LYNN — Like an island bathed in sunshine but surrounded by stormy seas, General Electric Aviation’s River Works plant is hiring at record levels and shouldering big aviation contracts even as GE works its way out of a corporate slide.
Company executives hosted a ribbon-cutting ceremony a month ago to inaugurate the River Works assembly and shipping area for the new T408 helicopter engine.
The ceremony capped off GE Aviation’s success in landing a $143 million initial production contract in 2017 to build 22 engines to power a new Marine Corps heavy-lift helicopter.
State Rep. Peter Capano retired from a 29-year career with GE last week and said the T408 production spooling up this year is just the latest chapter in a River Works success story written since 2017.
“The company has hired more than 400 people over the last year and a half. The last time I heard of that happening was the 1970s,” Capano said.
River Works management and union employees are looking beyond the T408 to competing for the Improved Turbine Engine Program (ITEP) contracts to power U.S. Army Black Hawk and Apache helicopters. The competition pits GE Aviation against a combined effort by aviation engine manufacturers Pratt & Whitney and Honeywell to grab the ITEP work.
Capano is confident the River Works could be building the next generation helicopter engine for the military.
“Aviation is doing good and Lynn stands to do well,” he said.
GE saw poor stock performances in 2017 and 2018 and a turnover in its top executives with current CEO Larry Culp on the job for three months.
Dr. Lawrence Davis, chairman of the history, government and economics departments at North Shore Community College, said it is not unusual for one division of a major corporation to do well while the corporation as a whole does poorly.

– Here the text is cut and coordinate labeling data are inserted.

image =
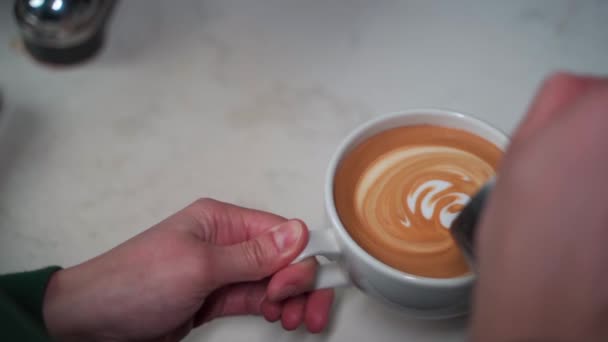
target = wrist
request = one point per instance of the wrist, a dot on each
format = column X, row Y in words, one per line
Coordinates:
column 63, row 310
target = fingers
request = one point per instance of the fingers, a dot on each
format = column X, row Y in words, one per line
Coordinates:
column 272, row 310
column 260, row 257
column 557, row 93
column 318, row 309
column 293, row 280
column 289, row 285
column 226, row 224
column 232, row 300
column 293, row 312
column 312, row 309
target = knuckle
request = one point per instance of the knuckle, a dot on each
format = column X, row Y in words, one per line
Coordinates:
column 256, row 254
column 204, row 203
column 560, row 77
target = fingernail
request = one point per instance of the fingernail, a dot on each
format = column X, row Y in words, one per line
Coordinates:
column 287, row 234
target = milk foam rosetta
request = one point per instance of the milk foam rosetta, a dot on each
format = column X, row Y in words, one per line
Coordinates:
column 406, row 186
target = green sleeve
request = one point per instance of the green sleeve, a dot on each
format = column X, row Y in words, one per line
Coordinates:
column 21, row 299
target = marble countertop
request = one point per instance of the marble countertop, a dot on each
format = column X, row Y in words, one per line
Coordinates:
column 245, row 101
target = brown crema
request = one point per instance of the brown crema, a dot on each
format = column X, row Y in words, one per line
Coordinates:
column 398, row 192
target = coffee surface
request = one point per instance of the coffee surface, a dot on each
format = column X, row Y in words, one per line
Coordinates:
column 398, row 192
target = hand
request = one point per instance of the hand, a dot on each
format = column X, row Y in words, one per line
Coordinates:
column 209, row 260
column 542, row 240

He said the peak combat years in Iraq between 2003 and 2007 provided a proving ground for military equipment designed and built in the 1990s. That real-world testing spawned technological innovations that translate into new designs for helicopters and other equipment and business opportunities for GE Aviation and its competitors.

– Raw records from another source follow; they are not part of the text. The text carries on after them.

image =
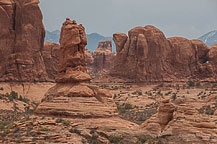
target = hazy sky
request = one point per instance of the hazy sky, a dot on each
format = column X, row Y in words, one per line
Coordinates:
column 188, row 18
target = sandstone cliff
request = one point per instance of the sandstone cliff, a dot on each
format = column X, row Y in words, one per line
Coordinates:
column 21, row 41
column 103, row 56
column 182, row 124
column 50, row 55
column 146, row 55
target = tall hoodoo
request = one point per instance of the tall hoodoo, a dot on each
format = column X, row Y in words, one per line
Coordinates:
column 73, row 66
column 73, row 96
column 21, row 41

Davis warned that GE Aviation is not immune to buffeting by economic winds of change including the tariff fight with China and a reduced military presence in the Mideast.
“A bunch of things are up in the air that could impact GE in Lynn,” he said.
Ward 7 City Councilor Jay Walsh, who just retired from a 16-year GE career to help run his family’s West Lynn heating oil business, said the River Works is pushing hard to replace retiring machinists with younger employees.
GE struck up a machinist internship program with Lynn Vocational Technical Institute that Walsh said can dovetail with the River Works hiring wave. Walsh and Gorham credited agreement between GE management and the International Union of Electrical workers with helping to trigger the wave.
A 2017 agreement hammered out by both sides allowed GE to hire new employees at a reduced hourly wage and then gradually increase the hourly wage by a dollar a year over 10 years. Dubbed “market-based wage,” the agreement was a company-union success story for the River Works.
“People are dying to work there,” Walsh said.
River Works employment is currently stable at 2,500 employees but GE Global Communications representative Richard Gorham said the company is actively seeking to fill machinist jobs.
“Losing experience and talent is a challenge to overcome and one that reinforces our need to collaborate on development of external pipelines for manufacturing positions,” he said.
It’s no surprise to Salem State University economics department chairman Dr. Ken Ardon that a strong economy is translating into contract orders for the River Works.
Culp’s efforts to strip down and shape up GE don’t necessarily translate, Ardon said, into the corporation eventually splitting into independent divisions. He said the attention paid to new startup firms masks a trend in business consolidation, fueled in part by weakly-enforced anti-trust laws.
“More and more business is going to large corporations,” he said.
Davis said the River Works’ ability to stay competitive and land civilian as well as military aviation engine contracts will help it outpace turmoil engulfing GE and a fast-moving economy.
“I could see the Lynn plant staying strong,” he said.